Book the first two weeks of May for the best weather. If your dates extend into the second half of May, choose a route in a rain shadow area (Upper Mustang) or a route where views are a bonus rather than the main attraction (Langtang, where the valley and village experience compensate for cloudy peaks).

Be flexible. May weather rewards adaptability. If your guide suggests changing the itinerary to chase a weather window — an early start, a diverted route, an extra rest day — trust the suggestion. The guide has done this in May before. You have not.

Manage expectations. If you need the postcard-perfect, clear-sky, every-peak-visible experience, trek in October. May offers a different beauty — greener, warmer, softer, more intimate — but it does not guarantee the panoramic clarity that defines autumn trekking. The trekker who embraces May on its own terms has an excellent time. The trekker who compares every cloudy afternoon to an imagined October morning will be disappointed.

The Window

May is a window that is closing. Each day, the monsoon advances a little further north from the Bay of Bengal. Each afternoon, the clouds are a little thicker, the air a little heavier, the rain a little more committed. By the first of June, the window is closed — the monsoon has arrived, the trails are wet, and the trekking season is definitively over until September.

Walking through Nepal in May is walking through a landscape in transition. The dry certainty of the post-monsoon season is months away. The wet chaos of the monsoon is days away. And in between — in that narrowing gap between seasons — the mountains are green and warm and quieter than at any other time of year, and the trekker who steps into that gap walks through a Nepal that most visitors never see.

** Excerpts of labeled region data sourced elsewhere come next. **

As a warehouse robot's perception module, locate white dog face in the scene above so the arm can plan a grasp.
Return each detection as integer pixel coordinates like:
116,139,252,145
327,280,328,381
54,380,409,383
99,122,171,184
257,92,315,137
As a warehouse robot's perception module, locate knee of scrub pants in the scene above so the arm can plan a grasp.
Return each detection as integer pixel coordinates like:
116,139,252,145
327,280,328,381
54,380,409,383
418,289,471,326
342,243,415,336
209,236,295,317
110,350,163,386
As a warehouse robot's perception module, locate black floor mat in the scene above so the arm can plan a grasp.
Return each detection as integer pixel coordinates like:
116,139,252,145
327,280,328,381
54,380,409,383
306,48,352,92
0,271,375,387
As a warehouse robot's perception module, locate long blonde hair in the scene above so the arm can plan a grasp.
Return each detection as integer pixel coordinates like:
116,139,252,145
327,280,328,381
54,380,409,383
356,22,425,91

The gamble is the weather. The reward is the solitude. And the calculation — whether the quieter trails and warmer temperatures and lush landscapes are worth the risk of afternoon cloud and occasional rain — is one that every May trekker must make for themselves. Early May almost always rewards the gamble. Late May requires luck. And luck, in the Himalayas, is a currency that the mountains control.